Obviously, all those health benefits play a large part in the demand for superfoods. Consumers are following the advice of “eating the rainbow,” which is a simple way to remember to include fruits and vegetables in their diet, particularly those dark in color.

“It’s a big, major trend,” Driftmier said, referring to the rise in superfood popularity. “Nutritionists have known about it for decades. Enlightened consumers have noticed it for a while. Now the awareness is really broad. I see it across the board in industrial applications. There is a really big increase in that area.”

The use of certain fruits and nuts in the nutraceutical market over the past several years has led to the incorporation of them in foods.

“On the baking side, a lot of interest has been driven by bars, whether that’s gluten-free bars or energy bars,” Leahy explained. “That seems to be where the interest really lies — in ingredients with healthful benefits.”

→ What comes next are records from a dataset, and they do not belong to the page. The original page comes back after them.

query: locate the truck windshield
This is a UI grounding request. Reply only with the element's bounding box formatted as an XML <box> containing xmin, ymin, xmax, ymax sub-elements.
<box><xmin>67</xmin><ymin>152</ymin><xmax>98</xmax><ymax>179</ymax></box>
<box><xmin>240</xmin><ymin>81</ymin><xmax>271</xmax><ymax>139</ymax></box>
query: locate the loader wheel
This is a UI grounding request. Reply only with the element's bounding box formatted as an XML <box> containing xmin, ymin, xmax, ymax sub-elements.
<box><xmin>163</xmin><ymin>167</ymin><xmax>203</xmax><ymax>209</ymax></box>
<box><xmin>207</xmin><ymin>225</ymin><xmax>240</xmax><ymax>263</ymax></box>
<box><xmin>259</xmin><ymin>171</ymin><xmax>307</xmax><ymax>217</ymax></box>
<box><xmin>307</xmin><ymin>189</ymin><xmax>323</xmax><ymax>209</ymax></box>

Also pushing the desire for these superfoods is a widespread change in snacking habits. “The 2013 North America Snacking Consumer Quantitative Study” by the Sterling-Rice Group found that consumers snack an average of 2.3 times per day, up from 1.8 times per day in 2008. Nearly a quarter of consumers said they replace at least one meal a day with a snack and are most likely to snack at night.

“The market for nut inclusions has changed over the past few years, particularly with the frequency of how many times a day consumers are snacking,” said Molly Spence, regional director, North America, for the Almond Board of California, Modesto. “As consumers are snacking more, they are looking for options that will satisfy their needs for healthful ingredients like almonds that can help them feel fuller, longer.”